Do you ever get the feeling that learning to program is like digging a well, and you can dig a well into the shape of “Web” or “app” or “game”? One day, someone said: The water in the well is the sweetest after the shape of artificial intelligence is dug. So, you start digging around and trying to get the sweetest water out of a well that you’ve already dug, but you end up digging a lot of curves…

Machine learning algorithms are based on mathematical theory, and if mathematics is not well learned, it is difficult to learn even existing machine learning frameworks. If you used to have a good command of mathematics, but had difficulty in getting the mathematical thinking you should have in programming, then there is a high probability that your if-else has been used for a long time, and the programming thinking has not made a path with the mathematical thinking

Huh? Is programming thinking not aligned with math thinking? My years of data structures + algorithms have been wasted?

The path to “programming math” does not mean that previous knowledge is useless, but that machine learning is more dependent on mathematical knowledge than previous knowledge. For example, for a large number of “linear” and “nonlinear” data, the former requires the knowledge of linear algebra, while the latter mostly combines the knowledge of probability theory and mathematical statistics. Most of today’s supervised and unsupervised learning algorithms are based on linear algebra and mathematical theories of probability theory and mathematical statistics.
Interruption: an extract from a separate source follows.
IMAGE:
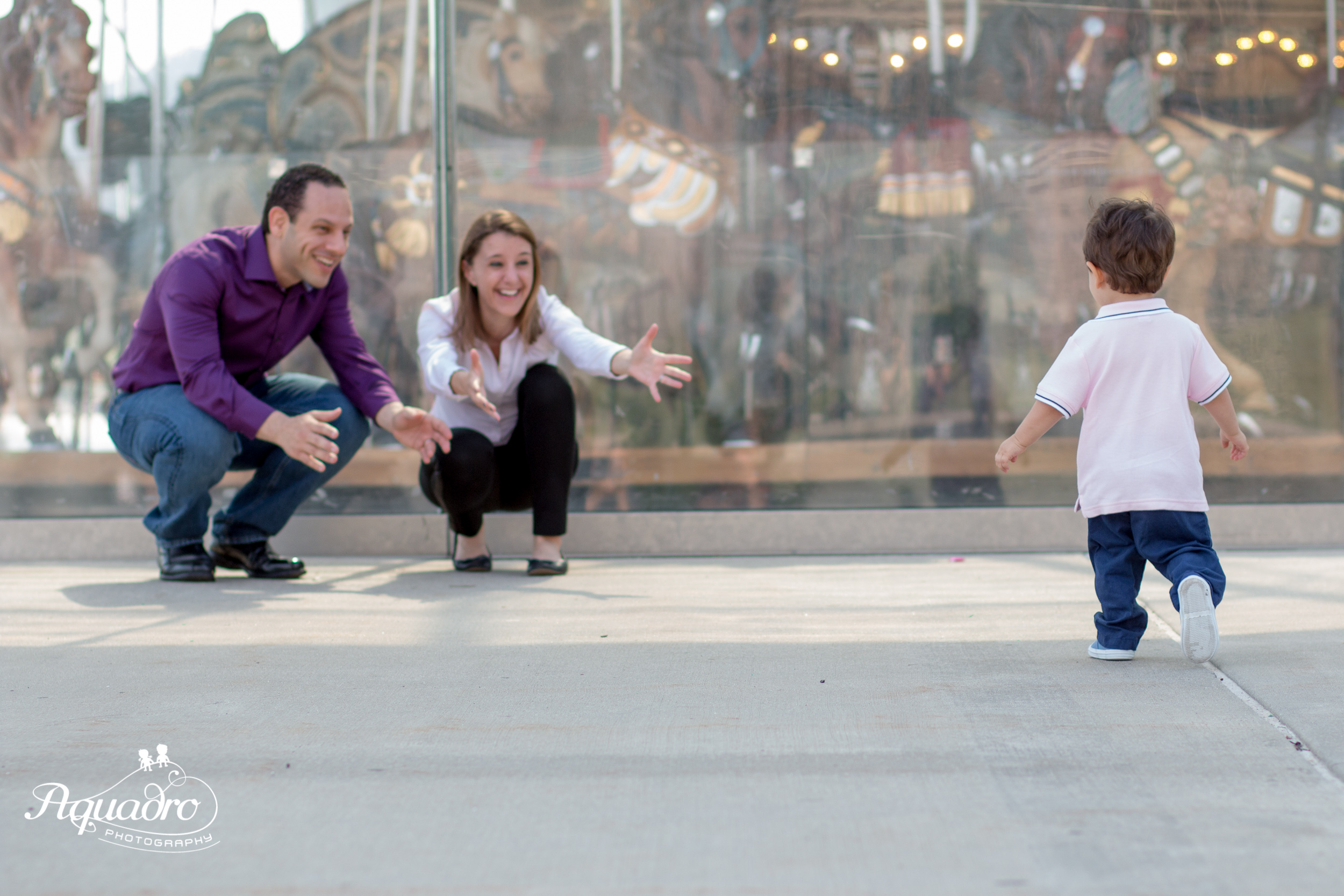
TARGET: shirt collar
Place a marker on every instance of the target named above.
(256, 261)
(1129, 308)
Talking so much about linearity and supervision is definitely a diversion to explain what it means to get through programming and mathematics.
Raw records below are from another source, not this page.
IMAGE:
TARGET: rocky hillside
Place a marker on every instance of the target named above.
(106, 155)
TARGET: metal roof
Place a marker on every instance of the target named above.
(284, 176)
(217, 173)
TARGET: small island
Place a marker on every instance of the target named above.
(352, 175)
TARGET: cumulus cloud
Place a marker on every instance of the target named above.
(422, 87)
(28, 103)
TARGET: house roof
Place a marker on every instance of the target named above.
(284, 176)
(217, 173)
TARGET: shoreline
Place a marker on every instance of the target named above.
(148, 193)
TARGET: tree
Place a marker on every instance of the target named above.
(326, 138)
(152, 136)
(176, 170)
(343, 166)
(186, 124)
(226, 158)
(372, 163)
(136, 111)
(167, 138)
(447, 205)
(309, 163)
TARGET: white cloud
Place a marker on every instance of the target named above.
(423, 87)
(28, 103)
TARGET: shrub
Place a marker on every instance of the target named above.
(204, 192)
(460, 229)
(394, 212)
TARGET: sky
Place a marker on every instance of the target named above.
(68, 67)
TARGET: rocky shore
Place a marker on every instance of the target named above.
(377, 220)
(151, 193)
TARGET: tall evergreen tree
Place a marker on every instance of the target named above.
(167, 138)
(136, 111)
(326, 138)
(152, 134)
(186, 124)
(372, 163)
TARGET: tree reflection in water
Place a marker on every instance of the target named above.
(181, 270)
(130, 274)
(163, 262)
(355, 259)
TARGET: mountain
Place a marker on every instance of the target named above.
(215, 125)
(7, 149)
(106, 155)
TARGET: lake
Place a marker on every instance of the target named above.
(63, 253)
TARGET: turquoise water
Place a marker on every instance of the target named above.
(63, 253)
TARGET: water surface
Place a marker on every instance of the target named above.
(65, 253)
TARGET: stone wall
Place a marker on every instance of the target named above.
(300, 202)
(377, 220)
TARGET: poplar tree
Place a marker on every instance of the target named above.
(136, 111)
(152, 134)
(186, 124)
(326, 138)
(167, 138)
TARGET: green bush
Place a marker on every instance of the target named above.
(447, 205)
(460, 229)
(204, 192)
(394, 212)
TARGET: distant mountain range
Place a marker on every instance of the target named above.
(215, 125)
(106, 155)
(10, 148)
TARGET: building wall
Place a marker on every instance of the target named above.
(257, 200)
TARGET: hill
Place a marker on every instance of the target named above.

If you want to systematically learn artificial intelligence, then you are recommended to see the bed length artificial intelligence tutorial. It’s a great piece of work. The course is not only easy to understand, but also funny.

The forehead.. Let me start with the title. Why is it that the longer you learn to program, the harder it is to get into ARTIFICIAL intelligence? The answer is: you use too much if-else!
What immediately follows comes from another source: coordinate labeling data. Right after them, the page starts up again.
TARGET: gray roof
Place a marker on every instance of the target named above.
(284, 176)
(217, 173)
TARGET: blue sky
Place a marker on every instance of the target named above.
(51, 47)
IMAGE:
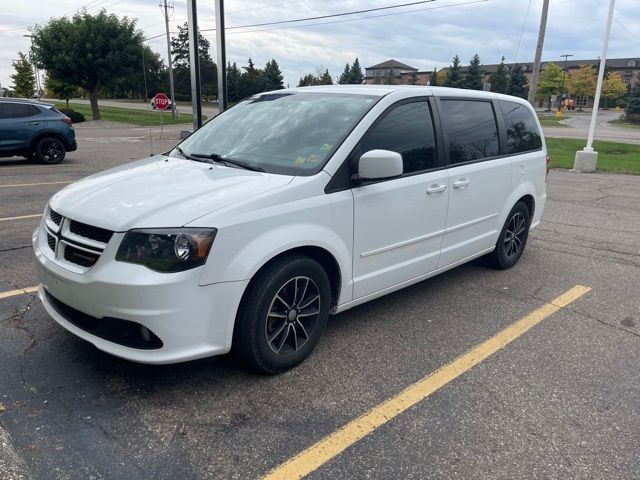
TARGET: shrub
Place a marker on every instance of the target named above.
(76, 117)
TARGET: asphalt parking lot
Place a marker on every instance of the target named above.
(561, 400)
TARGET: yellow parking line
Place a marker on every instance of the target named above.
(335, 443)
(21, 291)
(34, 184)
(23, 217)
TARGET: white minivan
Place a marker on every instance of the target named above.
(287, 207)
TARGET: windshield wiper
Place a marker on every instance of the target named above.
(227, 161)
In C++ for example, “enter two integers, compare the size of two numbers, enter the maximum”, the traditional program is written as:

#include <iostream>using namespace std;int max(int a, int b){    if(a > b){        cout<<a;    }    else{        cout<<b<<endl;      }}int main(){    int a, b;    cin>>a>>b; max(a, b); }
      
Copy the code
  • 1
  • 2
  • 3
  • 4
  • 5
  • 6
  • 7
  • 8
  • 9
  • 10
  • 11
  • 12
  • 13
  • 14
  • 15
  • 16
  • 17
  • 18


Above this code, every beginner of the road, now look back at this code, feel to vomit, so very admire the teacher teaching programming, each group of students, to speak again… To get back to the point, please ignore the code above and look at the next paragraph, which is also a relatively small program, but surprisingly:

#include <iostream>using namespace std;// Return the absolute value of a numberint abs(int num){    return num>0? num : -num; }// Returns the maximum value of the two numbersint max(int a, int b){    return ( a + b + abs(a-b) ) / 2; }int main(){    int a, b;    cin>>a>>b;    cout<<max(a, b)<<endl;    return 0; }
      
Copy the code
  • 1
  • 2
  • 3
  • 4
  • 5
  • 6
  • 7
  • 8
  • 9
  • 10
  • 11
  • 12
  • 13
  • 14
  • 15
  • 16
  • 17
  • 18
  • 19
  • 20
  • 21
【 note 】

1, pay attention to the Max function to observe the code above, did not use the if – else can achieve more size, but with a + b + a – b | | 2 a + b + a – b | | 2 formula to calculate a, b’s maximum.

2, in the same way, through the formula of a + b – a – b | | 2 a + b – a – b | | 2 can calculate the minimum value.


Ouch, that’s interesting. However, this program is slower with the formula, ok? Originally ALU can calculate once, but with the formula, it is several times more, which is not superfluous? What about getting through programming and math? That’s a clickbait headline.

Who doesn’t want to be read by more people? Since the above example didn’t get to the point, let’s try another one. Write a program, 1+2+3+… +100. As usual, let’s review the traditional for loop algorithm that you can write with your eyes closed:

#include <stdio.h>int sum(int n){    int num=0;    for(int i=1; i<=n; i++){        num += i;    }     returnnum; }int main(){    printf("Sum %d\n\n".sum(100));    return 0; }
      
Copy the code
  • 1
  • 2
  • 3
  • 4
  • 5
  • 6
  • 7
  • 8
  • 9
  • 10
  • 11
  • 12
  • 13
  • 14
  • 15
  • 16

Let’s look at the formula:

#include <stdio.h>/ / return 1 + 2 +... Plus nint sum(int n){    return n*(n+1) /2; }// Add 1 to 100int main(){    printf("Sum %d\n\n".sum(100));    return 0; }
      
Copy the code
  • 1
  • 2
  • 3
  • 4
  • 5
  • 6
  • 7
  • 8
  • 9
  • 10
  • 11
  • 12
  • 13
  • 14

The sum function uses the formula n×(n+1)2n×(n+1)2.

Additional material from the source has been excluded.